For the past year, Innovate Calgary has been working with University of Calgary researchers in efforts to identify social innovations with high potential for impact and commercialization. The collaboration is creating new business startups, or social enterprises, through which to deliver social innovations to the public.

“There is tremendous opportunity to advancing social enterprise,” says Ken Porter, vice-president, Intellectual Property Management, Innovate Calgary. “Our client list is quickly growing, showing us that there is a great demand for this type of program here in Calgary.”

Responding to the demand, RBC and Innovate Calgary created a partnership.

“At RBC, we believe businesses can achieve financial sustainability while making a positive impact on society,” says Sandra Odendahl, RBC’s director of social innovation and business integration. “We are so pleased to partner with Innovate Calgary on this new and exciting program, which is helping social entrepreneurs take their innovations to market.”

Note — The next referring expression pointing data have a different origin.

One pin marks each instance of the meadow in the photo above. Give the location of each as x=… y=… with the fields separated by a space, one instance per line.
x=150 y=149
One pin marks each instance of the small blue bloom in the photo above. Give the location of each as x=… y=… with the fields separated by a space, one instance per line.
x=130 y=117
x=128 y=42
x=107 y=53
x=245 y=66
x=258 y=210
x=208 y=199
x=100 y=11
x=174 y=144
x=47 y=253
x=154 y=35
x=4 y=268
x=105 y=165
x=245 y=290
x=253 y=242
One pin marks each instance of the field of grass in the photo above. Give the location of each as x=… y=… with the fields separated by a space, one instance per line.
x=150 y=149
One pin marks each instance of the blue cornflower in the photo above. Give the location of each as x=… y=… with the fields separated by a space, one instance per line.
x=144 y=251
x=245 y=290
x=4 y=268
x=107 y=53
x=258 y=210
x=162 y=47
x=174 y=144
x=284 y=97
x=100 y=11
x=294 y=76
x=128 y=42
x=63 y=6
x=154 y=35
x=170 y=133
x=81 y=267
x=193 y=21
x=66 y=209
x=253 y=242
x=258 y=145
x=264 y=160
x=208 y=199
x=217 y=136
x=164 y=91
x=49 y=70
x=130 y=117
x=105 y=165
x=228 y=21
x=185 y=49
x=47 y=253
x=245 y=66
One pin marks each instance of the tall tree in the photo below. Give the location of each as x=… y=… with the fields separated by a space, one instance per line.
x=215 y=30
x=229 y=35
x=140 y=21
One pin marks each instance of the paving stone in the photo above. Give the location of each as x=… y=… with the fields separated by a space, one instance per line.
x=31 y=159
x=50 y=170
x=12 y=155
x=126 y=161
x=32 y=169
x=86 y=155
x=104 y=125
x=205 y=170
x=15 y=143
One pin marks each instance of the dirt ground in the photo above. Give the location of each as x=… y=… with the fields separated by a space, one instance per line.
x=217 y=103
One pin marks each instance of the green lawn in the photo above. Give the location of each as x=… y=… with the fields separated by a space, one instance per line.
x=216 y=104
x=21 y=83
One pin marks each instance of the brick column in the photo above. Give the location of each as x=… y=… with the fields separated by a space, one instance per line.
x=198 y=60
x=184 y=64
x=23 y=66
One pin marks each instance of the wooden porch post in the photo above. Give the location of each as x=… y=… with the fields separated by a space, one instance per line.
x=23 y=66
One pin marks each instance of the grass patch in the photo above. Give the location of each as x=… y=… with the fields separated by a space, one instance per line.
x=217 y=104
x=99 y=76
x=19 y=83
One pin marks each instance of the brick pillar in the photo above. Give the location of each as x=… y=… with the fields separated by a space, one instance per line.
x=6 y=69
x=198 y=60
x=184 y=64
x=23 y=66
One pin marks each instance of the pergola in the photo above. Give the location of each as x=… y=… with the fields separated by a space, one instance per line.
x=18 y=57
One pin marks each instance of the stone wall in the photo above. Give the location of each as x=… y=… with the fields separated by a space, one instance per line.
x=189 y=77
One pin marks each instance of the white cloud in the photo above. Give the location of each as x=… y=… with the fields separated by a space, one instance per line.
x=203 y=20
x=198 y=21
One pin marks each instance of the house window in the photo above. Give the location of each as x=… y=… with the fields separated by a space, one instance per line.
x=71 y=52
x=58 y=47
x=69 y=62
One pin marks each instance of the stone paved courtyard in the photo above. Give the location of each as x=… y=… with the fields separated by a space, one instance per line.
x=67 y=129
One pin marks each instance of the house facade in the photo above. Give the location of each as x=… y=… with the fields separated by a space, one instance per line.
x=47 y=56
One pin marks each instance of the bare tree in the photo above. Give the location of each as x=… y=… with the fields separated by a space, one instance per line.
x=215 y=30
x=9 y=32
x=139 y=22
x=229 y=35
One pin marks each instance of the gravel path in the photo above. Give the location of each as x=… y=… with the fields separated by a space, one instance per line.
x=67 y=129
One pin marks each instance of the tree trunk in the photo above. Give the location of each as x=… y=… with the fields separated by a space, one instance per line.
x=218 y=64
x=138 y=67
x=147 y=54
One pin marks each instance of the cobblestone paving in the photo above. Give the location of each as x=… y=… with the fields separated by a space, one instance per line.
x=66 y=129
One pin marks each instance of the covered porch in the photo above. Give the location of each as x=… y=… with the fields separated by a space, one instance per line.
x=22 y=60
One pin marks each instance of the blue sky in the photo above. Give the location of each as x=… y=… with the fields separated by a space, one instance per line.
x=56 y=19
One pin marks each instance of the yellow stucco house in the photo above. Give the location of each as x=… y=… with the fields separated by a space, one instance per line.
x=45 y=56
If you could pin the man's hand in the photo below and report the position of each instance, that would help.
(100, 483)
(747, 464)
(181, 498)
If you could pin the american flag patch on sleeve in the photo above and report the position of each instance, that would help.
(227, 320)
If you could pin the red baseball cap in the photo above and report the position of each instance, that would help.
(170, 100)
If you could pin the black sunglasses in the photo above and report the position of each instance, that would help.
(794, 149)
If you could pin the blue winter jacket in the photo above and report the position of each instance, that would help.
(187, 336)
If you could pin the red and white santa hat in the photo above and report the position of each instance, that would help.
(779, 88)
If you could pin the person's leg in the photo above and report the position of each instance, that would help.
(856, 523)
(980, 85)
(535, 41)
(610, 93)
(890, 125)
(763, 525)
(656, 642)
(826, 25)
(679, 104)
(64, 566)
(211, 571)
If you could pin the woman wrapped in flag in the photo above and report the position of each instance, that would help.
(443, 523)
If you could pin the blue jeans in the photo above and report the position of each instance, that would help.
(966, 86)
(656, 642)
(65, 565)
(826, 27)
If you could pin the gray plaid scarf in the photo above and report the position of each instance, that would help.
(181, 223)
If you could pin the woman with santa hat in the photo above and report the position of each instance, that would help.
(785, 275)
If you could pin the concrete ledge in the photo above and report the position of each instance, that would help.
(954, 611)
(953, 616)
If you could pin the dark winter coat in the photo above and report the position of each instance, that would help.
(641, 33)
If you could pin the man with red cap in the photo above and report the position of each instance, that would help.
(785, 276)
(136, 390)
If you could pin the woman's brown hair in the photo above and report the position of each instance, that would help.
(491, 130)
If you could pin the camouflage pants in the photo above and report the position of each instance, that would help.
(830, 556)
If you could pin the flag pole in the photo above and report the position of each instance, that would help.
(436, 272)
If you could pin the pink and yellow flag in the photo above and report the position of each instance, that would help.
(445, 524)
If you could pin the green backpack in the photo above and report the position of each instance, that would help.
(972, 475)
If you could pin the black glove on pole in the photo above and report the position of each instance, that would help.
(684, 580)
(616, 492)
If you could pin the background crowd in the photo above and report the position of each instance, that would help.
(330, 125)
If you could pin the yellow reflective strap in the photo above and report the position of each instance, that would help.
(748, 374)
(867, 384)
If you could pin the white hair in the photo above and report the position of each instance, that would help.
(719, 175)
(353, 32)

The six enterprises currently supported by the social enterprise program span social, clinical, and education sectors, with prospective innovations in environment. The key differentiator for social enterprises is the impact, which drives business decisions.

Suicide prevention training company first enterprise before official program in place 

“The first social enterprise that Innovate Calgary worked with was LivingWorks Education, in the 1990s, before we had an official program in place,” says Porter.

“LivingWorks is a suicide prevention training company that was developed at the University of Calgary and now has international reach. Their programs were delivered worldwide to more than 150,000 participants last year. That is the kind of impact social innovation research can and will have.”

Many social entrepreneurs aim to achieve large-scale, international adoption. “Innovate Calgary’s startup investment helped us grow beyond Alberta,” says Richard Ramsay, professor emeritus in the Faculty of Social Work and one of the four co-founders of LivingWorks. “We’ve since become a world leader in suicide prevention training.”

Taking social enterprises with potential for global applications to international audiences

Through its program, Innovate Calgary is well positioned to help propel more innovations to an international audience.

“We are working with a variety of high-potential innovations from the university, and one that stands out is Gender @ Work, developed by professor Rebecca Sullivan,” says Porter. “This program works with organizations on gender equity and diversity initiatives. Through this program, a company is able to change their overarching culture to be more equitable and enhance employee relationships.”

Gender @ Work is a prime example of a social enterprise with the potential for global applications. Gender inequity is a worldwide issue, and one that Sullivan’s research, with the help of Innovate Calgary, has the potential to address.

Innovate Calgary works closely with the university's Research Services and the Office of the Vice-President (Research), helping researchers to bridge the gap between discovery and innovation.